Networking
Devices

The University of Findlay's College of Education

The Hub and Switch

At the center of the star topology is the hub. A hub is the simplest networking device. It provides basic communication to all devices connected. Hubs and switches are interchangeable, in that each looks the same and fulfills the same network function as the other. The difference is in how each isolates network traffic.

The hub was first called a repeater and utilizes a "shared" environment. This is because it relays all incoming messages to all connected devices. If compared to the telephone system, a hub is like a party line. If someone is using the line, all other people on that line can hear the conversation, and cannot use the line until the first call is terminated.
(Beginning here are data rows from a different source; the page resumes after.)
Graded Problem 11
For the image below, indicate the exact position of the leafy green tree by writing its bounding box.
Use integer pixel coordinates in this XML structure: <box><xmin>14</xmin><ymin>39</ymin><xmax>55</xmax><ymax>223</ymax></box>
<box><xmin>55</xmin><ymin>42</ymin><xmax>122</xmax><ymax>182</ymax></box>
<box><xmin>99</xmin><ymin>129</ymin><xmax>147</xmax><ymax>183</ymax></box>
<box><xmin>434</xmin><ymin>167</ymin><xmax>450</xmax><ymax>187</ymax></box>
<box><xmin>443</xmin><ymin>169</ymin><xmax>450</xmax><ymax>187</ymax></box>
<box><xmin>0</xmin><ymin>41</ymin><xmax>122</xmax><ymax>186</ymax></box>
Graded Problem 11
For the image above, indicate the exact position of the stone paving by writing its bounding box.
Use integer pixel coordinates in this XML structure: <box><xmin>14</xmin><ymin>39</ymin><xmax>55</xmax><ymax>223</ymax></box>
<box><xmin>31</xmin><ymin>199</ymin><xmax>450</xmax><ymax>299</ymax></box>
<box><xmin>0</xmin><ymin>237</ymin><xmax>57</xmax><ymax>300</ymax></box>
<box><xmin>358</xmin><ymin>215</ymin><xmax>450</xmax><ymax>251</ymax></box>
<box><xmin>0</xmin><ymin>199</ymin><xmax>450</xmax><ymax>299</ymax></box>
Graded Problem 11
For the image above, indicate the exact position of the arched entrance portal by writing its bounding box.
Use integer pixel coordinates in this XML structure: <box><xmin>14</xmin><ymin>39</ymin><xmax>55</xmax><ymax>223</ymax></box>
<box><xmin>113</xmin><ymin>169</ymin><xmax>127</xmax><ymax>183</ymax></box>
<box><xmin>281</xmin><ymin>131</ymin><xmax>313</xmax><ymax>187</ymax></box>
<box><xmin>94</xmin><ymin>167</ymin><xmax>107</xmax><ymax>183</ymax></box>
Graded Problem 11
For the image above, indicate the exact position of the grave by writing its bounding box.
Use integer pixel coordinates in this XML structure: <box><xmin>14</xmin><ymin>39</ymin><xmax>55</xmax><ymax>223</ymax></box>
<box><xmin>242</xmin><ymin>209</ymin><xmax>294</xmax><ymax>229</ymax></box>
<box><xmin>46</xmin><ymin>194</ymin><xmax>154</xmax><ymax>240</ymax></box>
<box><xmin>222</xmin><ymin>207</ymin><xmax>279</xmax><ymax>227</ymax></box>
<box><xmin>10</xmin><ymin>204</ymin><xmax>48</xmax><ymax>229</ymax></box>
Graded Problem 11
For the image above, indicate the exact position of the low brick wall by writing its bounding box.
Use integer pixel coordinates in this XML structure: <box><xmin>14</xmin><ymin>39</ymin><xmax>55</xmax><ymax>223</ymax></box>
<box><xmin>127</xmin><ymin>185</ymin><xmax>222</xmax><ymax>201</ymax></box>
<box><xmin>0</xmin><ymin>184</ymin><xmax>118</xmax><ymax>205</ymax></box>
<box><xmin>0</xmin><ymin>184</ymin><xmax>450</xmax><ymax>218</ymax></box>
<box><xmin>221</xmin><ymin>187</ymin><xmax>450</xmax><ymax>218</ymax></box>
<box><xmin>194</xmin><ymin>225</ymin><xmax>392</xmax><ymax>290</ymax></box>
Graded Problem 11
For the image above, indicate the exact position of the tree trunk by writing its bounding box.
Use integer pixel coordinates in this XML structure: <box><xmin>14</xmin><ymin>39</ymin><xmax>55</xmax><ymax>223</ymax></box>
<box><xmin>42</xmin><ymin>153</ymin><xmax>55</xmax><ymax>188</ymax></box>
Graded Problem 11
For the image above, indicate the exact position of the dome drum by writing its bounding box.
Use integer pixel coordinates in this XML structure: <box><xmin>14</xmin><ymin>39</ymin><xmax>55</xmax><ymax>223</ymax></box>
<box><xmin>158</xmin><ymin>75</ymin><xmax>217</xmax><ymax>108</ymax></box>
One important difference in hub and switch technology is how each handles traffic from multiple computers. A hub is a party line, so if one computer is using the hub, no other computer can use the network until the original conversation is complete. In addition, all other computers connected to the hub will "hear" (but ignore) the data being transmitted. The technology in a switch isolates all traffic port by port, based on the MAC address(s) of the computer(s) connected to the port. If a computer plugged into port number one initiates a conversation with port twenty-four, no other ports will be able to observe the packets in that conversation. The security risk associated with the "party line" nature of the hub is usually reason enough to move to a switched environment.

The traffic segregation of switches has another speed advantage. Two conversations can happen at the same time without interfering or reducing the speed of either. Port one can communicate with port two while port three communicates with port four. These two conversations will each happen at the full speed of the switch.

Hubs and switches are classified by speed and number of ports. The slowest class is the 10 Mb hub or switch. The next faster class is 100 Mb and the fastest is 1000 Mb or Gigabit. The number of ports is simply the number of devices that can be connected to the hub or switch. The number of ports ranges from as few as four up to 48 or 96. Most devices have between five and 24 ports.

A switch uses NIC MAC addresses to distinguish one computer from another. A Media Access Control address or MAC address is a unique hexadecimal serial number burned into every ethernet device. Each MAC address is 6 bytes in the length and look something like this:

00-08-74-E9-44-39

The first three bytes specify the manufacturer. The last three bytes are unique for each device.